The order of tokens in the returned list not necissarily corresponds to their order in the original value. This is implementation dependent.
- Parameters
value (scalar) – Value that is converted into a list of tokens.
rowidx (int, default=None) – Optional index of the dataset row that the value originates from.
- Return type
list of openclean.function.token.base.Token
- class openclean.function.token.base.Tokens(tokenizer: openclean.function.token.base.Tokenizer, transformer: Optional[Union[List[openclean.function.token.base.TokenTransformer], openclean.function.token.base.TokenTransformer]] = None, delim: Optional[str] = '', sort: Optional[bool] = False, reverse: Optional[bool] = False, unique: Optional[bool] = False)
Bases:
openclean.function.value.base.PreparedFunction
,openclean.function.token.base.Tokenizer
The default tokenizer is a simple wrapper around a given tokenizer and an (optional) token transformer that is applied on the output of the given tokenizer.
This class provides to functionality to easily add default transformations to the generated token lists.
The default tokenizer also extends the ValueFunction class to provide functionality to concatenate the generated token list to a token key string.
- eval(value: Union[int, float, str, datetime.datetime, Tuple[Union[int, float, str, datetime.datetime]]]) str
Tokenize a given value and return a concatenated string of the resulting tokens.
- Parameters
value (scalar or tuple) – Input value that is tokenized and concatenated.
- Return type
string
- tokens(value: Union[int, float, str, datetime.datetime], rowidx: Optional[int] = None) List[openclean.function.token.base.Token]
Tokenize the given value using the associated tokenizer.
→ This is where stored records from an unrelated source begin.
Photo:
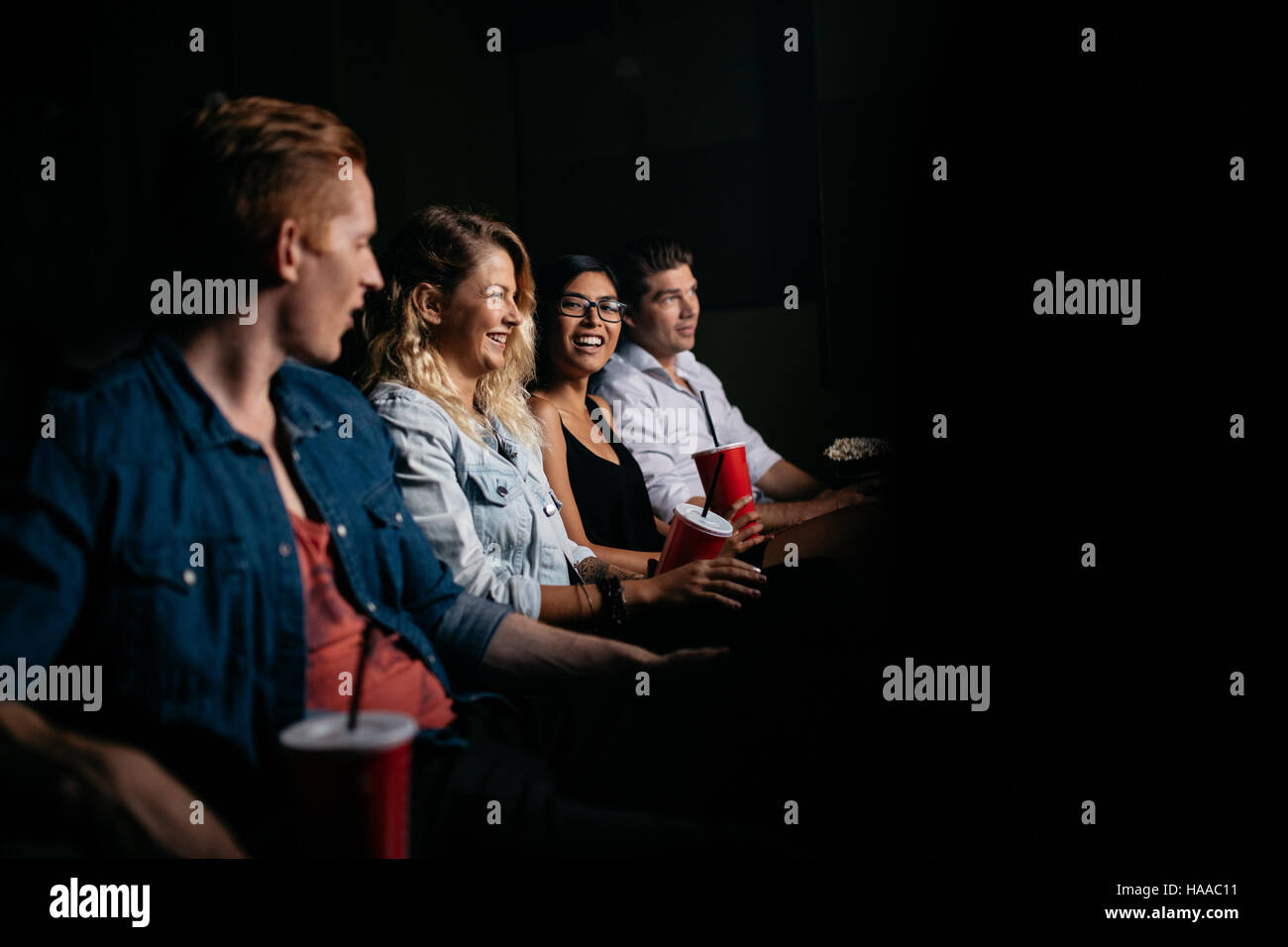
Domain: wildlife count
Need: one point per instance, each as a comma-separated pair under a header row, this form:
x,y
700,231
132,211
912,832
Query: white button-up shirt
x,y
487,510
662,423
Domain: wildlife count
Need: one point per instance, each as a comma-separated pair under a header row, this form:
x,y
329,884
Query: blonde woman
x,y
451,348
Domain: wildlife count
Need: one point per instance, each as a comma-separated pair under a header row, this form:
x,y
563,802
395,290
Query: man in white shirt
x,y
653,385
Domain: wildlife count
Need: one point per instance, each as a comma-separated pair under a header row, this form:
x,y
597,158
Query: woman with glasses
x,y
451,348
606,505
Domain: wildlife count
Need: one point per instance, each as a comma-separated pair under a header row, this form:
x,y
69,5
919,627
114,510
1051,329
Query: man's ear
x,y
428,303
287,252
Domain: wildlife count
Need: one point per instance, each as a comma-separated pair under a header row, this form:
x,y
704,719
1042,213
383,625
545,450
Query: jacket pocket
x,y
180,625
489,487
500,517
385,510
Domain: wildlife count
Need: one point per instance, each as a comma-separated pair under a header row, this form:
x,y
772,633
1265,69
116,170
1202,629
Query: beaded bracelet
x,y
613,612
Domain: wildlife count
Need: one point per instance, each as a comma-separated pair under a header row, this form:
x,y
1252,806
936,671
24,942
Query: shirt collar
x,y
644,361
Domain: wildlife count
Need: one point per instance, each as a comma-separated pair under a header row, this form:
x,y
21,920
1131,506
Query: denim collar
x,y
200,419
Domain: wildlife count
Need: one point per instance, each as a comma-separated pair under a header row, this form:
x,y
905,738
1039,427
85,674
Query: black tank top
x,y
610,497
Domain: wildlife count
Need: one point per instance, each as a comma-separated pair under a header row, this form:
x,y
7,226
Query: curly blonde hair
x,y
439,247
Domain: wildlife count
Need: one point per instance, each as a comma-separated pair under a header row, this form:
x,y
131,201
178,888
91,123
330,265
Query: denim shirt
x,y
150,538
487,509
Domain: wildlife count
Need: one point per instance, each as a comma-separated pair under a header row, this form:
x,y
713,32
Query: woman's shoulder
x,y
407,407
544,408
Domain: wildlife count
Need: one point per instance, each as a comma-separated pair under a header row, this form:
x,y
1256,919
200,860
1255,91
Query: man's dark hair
x,y
640,260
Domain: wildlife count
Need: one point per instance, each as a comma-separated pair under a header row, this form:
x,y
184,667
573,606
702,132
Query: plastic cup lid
x,y
330,731
712,523
716,450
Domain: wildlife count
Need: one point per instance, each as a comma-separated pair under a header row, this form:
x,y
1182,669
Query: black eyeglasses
x,y
609,309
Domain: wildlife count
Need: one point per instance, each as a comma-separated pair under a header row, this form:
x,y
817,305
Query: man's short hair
x,y
643,258
236,170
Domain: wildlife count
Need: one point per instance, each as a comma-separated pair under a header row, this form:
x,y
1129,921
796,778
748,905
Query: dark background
x,y
814,169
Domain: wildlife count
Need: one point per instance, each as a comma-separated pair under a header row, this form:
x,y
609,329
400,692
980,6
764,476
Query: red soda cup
x,y
352,788
694,538
734,476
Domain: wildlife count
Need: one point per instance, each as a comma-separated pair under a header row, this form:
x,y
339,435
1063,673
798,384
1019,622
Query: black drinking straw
x,y
707,411
715,476
357,684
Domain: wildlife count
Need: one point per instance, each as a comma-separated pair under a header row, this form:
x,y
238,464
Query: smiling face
x,y
665,324
333,279
480,316
578,348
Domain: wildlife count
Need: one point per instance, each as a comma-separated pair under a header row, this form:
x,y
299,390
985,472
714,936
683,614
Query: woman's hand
x,y
721,581
746,532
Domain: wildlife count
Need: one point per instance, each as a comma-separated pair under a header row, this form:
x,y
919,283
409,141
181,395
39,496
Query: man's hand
x,y
780,515
121,785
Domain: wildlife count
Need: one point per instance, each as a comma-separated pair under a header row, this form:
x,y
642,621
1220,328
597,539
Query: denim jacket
x,y
150,538
487,510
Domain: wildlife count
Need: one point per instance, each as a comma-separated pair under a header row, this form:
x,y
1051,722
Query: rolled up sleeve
x,y
465,634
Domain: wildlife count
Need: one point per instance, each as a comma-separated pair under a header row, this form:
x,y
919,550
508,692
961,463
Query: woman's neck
x,y
467,382
567,393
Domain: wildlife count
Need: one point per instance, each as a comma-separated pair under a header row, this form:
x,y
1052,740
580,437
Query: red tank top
x,y
394,677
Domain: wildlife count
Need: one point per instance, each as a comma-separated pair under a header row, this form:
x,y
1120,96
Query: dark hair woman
x,y
606,506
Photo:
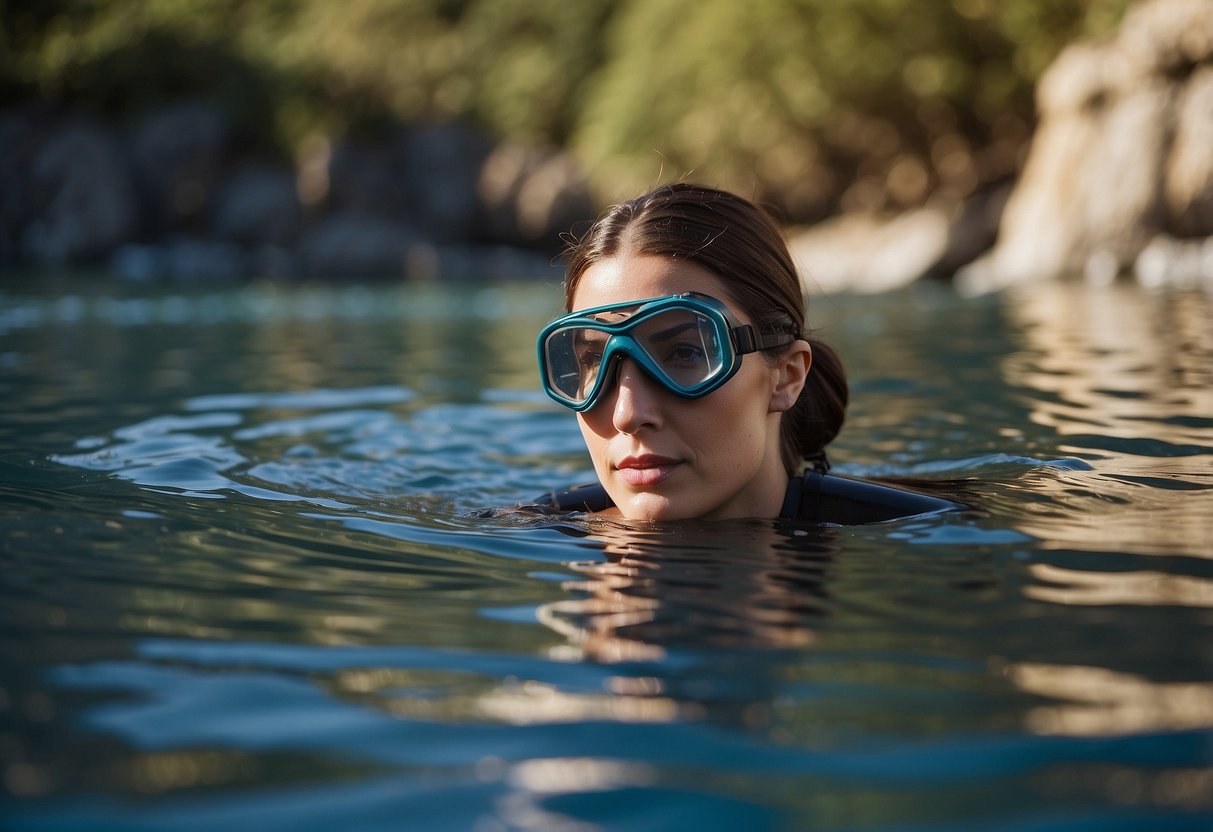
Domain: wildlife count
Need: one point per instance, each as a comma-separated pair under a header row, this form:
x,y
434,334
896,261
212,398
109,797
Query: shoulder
x,y
810,497
816,497
590,497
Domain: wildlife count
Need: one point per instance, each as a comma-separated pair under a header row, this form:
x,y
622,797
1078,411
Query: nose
x,y
636,399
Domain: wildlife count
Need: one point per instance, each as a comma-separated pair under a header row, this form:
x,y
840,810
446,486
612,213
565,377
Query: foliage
x,y
809,104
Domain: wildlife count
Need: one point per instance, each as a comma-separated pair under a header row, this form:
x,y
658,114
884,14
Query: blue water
x,y
249,582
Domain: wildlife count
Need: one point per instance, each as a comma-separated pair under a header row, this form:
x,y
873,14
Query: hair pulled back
x,y
740,244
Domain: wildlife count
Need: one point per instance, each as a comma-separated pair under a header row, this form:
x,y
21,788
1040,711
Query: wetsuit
x,y
812,497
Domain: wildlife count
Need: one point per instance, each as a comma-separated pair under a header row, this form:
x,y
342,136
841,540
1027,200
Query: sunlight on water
x,y
249,580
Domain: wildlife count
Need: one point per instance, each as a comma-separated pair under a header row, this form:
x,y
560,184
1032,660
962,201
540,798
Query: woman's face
x,y
665,457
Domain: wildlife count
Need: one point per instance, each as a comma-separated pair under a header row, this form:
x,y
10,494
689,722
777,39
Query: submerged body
x,y
810,497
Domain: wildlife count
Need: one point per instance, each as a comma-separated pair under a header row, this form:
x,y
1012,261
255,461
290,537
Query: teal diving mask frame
x,y
689,343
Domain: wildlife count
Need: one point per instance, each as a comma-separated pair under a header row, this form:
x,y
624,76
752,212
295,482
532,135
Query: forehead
x,y
638,277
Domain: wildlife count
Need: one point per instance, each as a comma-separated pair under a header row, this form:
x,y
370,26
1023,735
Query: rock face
x,y
81,198
1122,160
176,198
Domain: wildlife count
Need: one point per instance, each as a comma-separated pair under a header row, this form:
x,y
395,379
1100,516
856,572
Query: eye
x,y
588,358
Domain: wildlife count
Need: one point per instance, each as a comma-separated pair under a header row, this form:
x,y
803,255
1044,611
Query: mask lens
x,y
574,358
683,343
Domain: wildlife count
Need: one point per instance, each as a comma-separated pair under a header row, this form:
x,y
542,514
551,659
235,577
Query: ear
x,y
791,375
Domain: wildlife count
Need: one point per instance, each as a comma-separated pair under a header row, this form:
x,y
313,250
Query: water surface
x,y
248,582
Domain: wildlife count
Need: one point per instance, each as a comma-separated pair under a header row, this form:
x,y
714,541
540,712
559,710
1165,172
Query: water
x,y
246,583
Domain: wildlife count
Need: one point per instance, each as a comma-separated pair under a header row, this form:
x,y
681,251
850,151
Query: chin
x,y
648,506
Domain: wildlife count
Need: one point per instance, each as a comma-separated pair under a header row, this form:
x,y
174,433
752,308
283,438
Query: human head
x,y
740,244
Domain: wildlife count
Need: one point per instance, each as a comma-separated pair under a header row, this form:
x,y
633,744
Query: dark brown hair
x,y
741,244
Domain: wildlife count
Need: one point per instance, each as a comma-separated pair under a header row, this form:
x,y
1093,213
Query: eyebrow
x,y
673,331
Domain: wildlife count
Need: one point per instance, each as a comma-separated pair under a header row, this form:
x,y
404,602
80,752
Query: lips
x,y
645,469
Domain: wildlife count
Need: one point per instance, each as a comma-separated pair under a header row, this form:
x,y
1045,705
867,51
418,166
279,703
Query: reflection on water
x,y
1122,379
733,586
246,581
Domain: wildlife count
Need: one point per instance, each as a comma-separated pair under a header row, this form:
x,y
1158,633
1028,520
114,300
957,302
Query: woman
x,y
668,295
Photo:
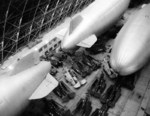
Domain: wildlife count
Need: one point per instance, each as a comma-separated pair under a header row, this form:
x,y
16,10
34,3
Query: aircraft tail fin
x,y
47,85
87,43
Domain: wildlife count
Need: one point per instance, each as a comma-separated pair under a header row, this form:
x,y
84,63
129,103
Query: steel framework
x,y
24,24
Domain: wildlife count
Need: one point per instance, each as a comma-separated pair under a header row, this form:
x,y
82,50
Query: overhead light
x,y
11,67
46,41
36,49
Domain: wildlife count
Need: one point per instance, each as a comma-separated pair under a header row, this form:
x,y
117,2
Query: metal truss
x,y
25,25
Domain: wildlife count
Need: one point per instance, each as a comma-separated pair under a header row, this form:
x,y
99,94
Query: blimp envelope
x,y
48,85
87,43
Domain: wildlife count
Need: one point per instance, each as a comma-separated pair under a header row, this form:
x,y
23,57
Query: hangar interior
x,y
87,85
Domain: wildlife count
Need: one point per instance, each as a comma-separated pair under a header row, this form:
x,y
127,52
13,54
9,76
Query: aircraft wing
x,y
47,85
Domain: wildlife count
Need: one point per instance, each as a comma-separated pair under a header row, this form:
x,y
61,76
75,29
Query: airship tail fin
x,y
47,85
74,23
87,43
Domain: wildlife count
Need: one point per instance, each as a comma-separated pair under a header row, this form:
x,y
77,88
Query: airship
x,y
93,21
16,91
131,48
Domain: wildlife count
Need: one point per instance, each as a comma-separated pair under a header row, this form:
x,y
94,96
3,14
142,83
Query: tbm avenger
x,y
16,90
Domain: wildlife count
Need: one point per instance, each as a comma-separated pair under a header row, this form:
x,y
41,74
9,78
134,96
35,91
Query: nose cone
x,y
123,68
68,44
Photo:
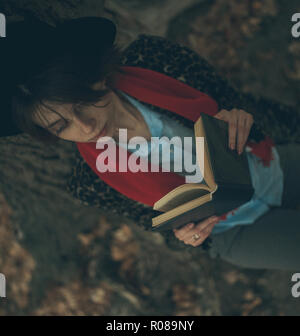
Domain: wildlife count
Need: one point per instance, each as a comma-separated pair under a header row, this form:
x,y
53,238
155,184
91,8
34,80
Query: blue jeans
x,y
273,241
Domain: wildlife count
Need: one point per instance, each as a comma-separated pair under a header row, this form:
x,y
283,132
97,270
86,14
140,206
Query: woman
x,y
84,93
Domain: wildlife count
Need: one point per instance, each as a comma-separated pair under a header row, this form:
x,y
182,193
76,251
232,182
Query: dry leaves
x,y
15,262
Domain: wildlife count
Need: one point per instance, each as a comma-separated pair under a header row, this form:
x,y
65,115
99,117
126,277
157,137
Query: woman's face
x,y
87,125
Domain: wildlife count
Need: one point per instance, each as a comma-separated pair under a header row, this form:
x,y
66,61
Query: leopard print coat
x,y
279,121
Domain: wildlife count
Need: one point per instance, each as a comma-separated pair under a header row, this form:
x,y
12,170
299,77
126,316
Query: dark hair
x,y
67,78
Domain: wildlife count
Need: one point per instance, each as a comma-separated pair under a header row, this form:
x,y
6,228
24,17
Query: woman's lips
x,y
101,134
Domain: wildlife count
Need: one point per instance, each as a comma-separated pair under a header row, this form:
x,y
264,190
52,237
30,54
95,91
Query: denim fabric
x,y
267,181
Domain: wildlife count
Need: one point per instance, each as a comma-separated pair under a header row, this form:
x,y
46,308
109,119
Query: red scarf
x,y
170,94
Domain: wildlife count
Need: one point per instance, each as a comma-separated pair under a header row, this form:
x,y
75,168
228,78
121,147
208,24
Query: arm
x,y
281,122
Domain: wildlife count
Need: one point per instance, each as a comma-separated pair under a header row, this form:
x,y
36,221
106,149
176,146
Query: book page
x,y
181,195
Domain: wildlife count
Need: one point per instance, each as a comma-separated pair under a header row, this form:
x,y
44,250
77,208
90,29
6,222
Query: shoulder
x,y
166,56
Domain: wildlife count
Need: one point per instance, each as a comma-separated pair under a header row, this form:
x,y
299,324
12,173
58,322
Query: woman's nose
x,y
87,125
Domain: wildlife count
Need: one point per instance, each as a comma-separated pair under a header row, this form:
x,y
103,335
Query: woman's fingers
x,y
204,233
241,132
203,229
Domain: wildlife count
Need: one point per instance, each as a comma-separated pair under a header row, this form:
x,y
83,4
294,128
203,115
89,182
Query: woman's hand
x,y
239,122
200,231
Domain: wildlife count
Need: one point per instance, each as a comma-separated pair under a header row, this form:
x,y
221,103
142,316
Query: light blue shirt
x,y
266,181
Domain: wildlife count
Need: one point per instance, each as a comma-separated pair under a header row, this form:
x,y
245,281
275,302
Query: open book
x,y
226,175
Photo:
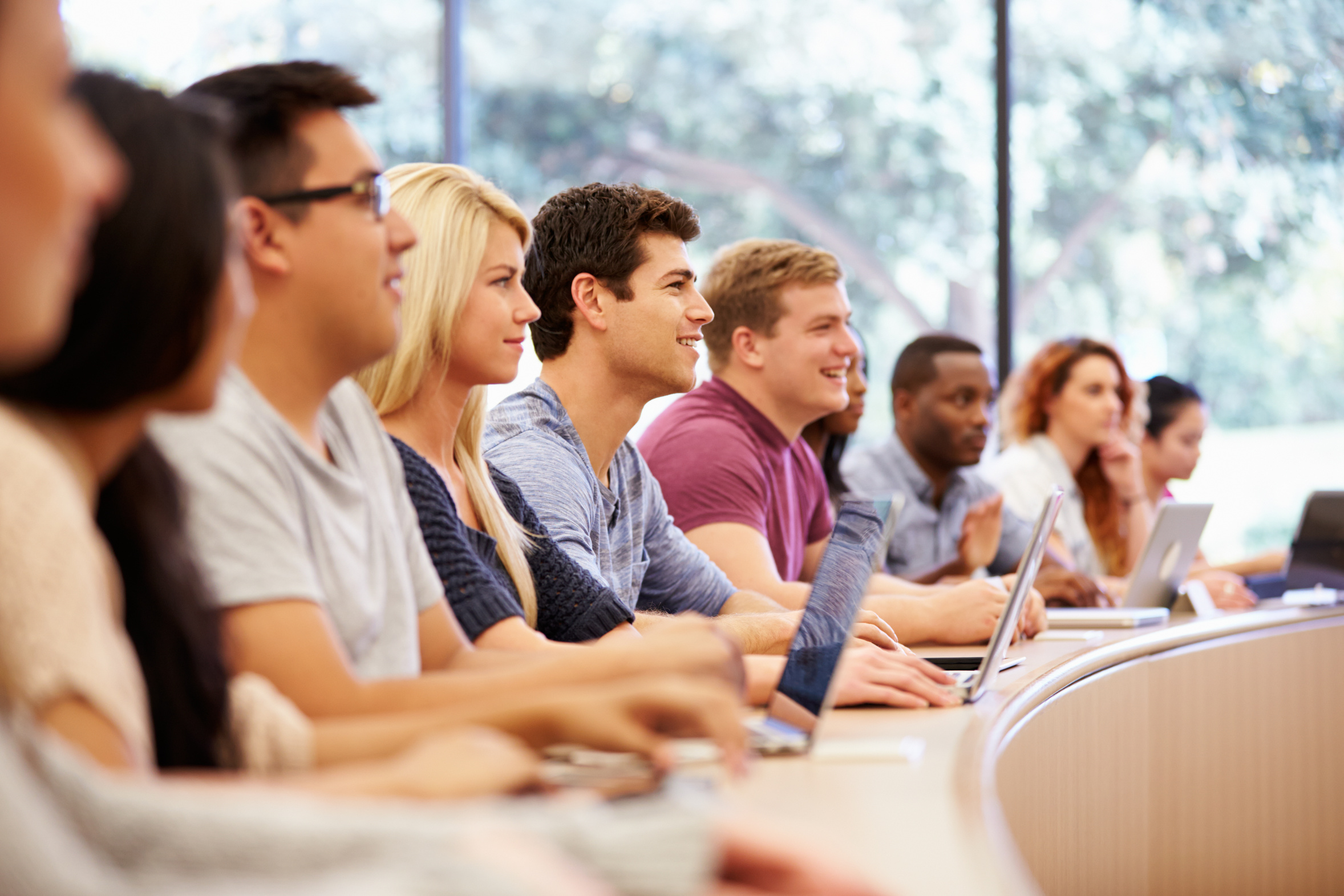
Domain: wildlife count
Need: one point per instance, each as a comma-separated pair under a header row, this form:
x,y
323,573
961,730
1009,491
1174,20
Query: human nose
x,y
97,171
401,236
699,311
Then modify the tokens with the optional token transformer.
- Parameters
value (scalar) – Value that is converted into a list of tokens.
rowidx (int, default=None) – Optional index of the dataset row that the value originates from.
- Return type
list of openclean.function.token.base.Token
- class openclean.function.token.base.UniqueTokens
Bases:
openclean.function.token.base.TokenTransformer
Remove duplicate tokens to return a list of unique tokens.
- transform(tokens: List[openclean.function.token.base.Token]) List[openclean.function.token.base.Token]
Returns a list of unique tokens from the input list.
- Parameters
tokens (list of openclean.function.token.base.Token) – List of string tokens.
- Return type
list of openclean.function.token.base.Token
- class openclean.function.token.base.UpdateTokens(func: Union[Callable, openclean.function.value.base.ValueFunction])
Bases:
openclean.function.token.base.TokenTransformer
Update tokens by applying a value function to each of them.
- transform(tokens: List[openclean.function.token.base.Token]) List[openclean.function.token.base.Token]
Returns the list of tokens that results from applying the associated value function of each of the tokens in the input list.
- Parameters
tokens (list of openclean.function.token.base.Token) – List of string tokens.
- Return type
list of openclean.function.token.base.Token
- class openclean.function.token.base.UpperTokens
Bases:
openclean.function.token.base.UpdateTokens
Convert all tokens in a given list to upper case.